The Nigerian naira posted marginal gains against the US dollar in the official foreign exchange window, buoyed by improved external reserve levels and sustained intervention by the Central Bank of Nigeria (CBN).
On the Nigerian Foreign Exchange Market (NFEM), the local currency appreciated by 0.01%, closing at ₦1,599.71 per dollar. This followed the CBN’s continued foreign exchange interventions, which helped boost liquidity in the market.
Data indicated that the apex bank has sold over $1.3 billion in foreign exchange to authorized dealer banks as part of efforts to stabilize the exchange rate within its desired band. This figure is nearly double the volume sold in March, underscoring the central bank’s aggressive stance in defending the naira.
Updates from the CBN’s platform revealed the receipt of new foreign inflows, which bolstered external reserves. On Monday, a total of $41.532 million was added to the external reserves, raising the total balance to $37.839 billion.
In its latest Open Market Operations (OMO) auctions, the CBN continued offering attractive rates in a bid to draw in foreign portfolio investment and mitigate recent capital outflows. The monetary policy authorities have retained competitive spot rates to ensure Nigeria remains appealing to international investors amid shifting global sentiments.
Analysts expect the Central Bank to maintain its benchmark interest rate at 27.50% to prevent capital flight that could result from unattractive returns on naira-denominated assets.
However, data showed that last week, foreign exchange inflows into the Nigerian Autonomous Foreign Exchange Market plummeted by over 93% on a week-on-week basis, declining from $1.42 billion to $735 million.
Breakdown of the inflows indicated that the CBN accounted for 33.47% of total supply, foreign portfolio investors provided 11.99%, non-bank corporates supplied 31.76%, exporters contributed 21.17%, and other sources made up the remaining 1.61%.
On the international commodities front, global oil prices fell by approximately 3% on Tuesday, hitting a two-week low amid rising expectations of increased production from OPEC+ and concerns over potential dampening effects of new US tariffs on global growth and fuel demand.

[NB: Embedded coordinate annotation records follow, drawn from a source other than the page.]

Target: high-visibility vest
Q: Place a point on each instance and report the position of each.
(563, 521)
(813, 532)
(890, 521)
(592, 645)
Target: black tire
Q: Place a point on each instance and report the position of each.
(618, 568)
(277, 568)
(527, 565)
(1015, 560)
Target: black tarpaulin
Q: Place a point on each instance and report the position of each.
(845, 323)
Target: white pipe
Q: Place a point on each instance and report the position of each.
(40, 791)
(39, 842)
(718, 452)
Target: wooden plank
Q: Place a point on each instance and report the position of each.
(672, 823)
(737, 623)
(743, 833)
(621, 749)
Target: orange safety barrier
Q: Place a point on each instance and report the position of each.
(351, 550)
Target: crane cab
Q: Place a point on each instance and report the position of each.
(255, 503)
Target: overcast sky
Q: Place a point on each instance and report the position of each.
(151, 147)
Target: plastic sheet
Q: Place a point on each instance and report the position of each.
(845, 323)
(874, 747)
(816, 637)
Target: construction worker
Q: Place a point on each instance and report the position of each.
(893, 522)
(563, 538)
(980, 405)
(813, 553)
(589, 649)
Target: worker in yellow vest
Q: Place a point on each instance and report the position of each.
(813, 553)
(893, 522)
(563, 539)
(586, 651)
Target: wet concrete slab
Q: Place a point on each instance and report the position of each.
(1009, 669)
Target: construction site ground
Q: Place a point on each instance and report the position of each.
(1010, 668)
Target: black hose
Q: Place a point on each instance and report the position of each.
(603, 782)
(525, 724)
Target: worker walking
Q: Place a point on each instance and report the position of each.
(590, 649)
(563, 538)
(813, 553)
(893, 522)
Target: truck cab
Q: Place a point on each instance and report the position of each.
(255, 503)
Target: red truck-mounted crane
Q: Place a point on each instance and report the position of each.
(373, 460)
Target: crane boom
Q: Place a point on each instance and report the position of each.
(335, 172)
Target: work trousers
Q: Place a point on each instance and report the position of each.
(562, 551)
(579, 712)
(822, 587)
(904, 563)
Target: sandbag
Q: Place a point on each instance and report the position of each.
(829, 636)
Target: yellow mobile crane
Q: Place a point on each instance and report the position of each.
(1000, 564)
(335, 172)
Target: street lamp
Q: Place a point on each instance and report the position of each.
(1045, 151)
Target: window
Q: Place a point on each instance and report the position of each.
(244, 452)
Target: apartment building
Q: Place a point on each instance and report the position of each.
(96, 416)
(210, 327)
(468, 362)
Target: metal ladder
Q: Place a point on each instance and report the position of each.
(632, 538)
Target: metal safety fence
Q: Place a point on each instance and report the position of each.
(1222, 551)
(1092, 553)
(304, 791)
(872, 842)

Brent crude futures slipped by $1.70 or 2.6% to close at $64.16 per barrel, while US West Texas Intermediate (WTI) futures dropped by $1.55 or 2.5% to $60.50 per barrel.
In the precious metals market, gold prices declined nearly 1% as easing trade tensions between the United States and China diminished demand for safe-haven assets. Spot gold traded at $3,314.26 per ounce, while US gold futures dropped by 0.7% to $3,325.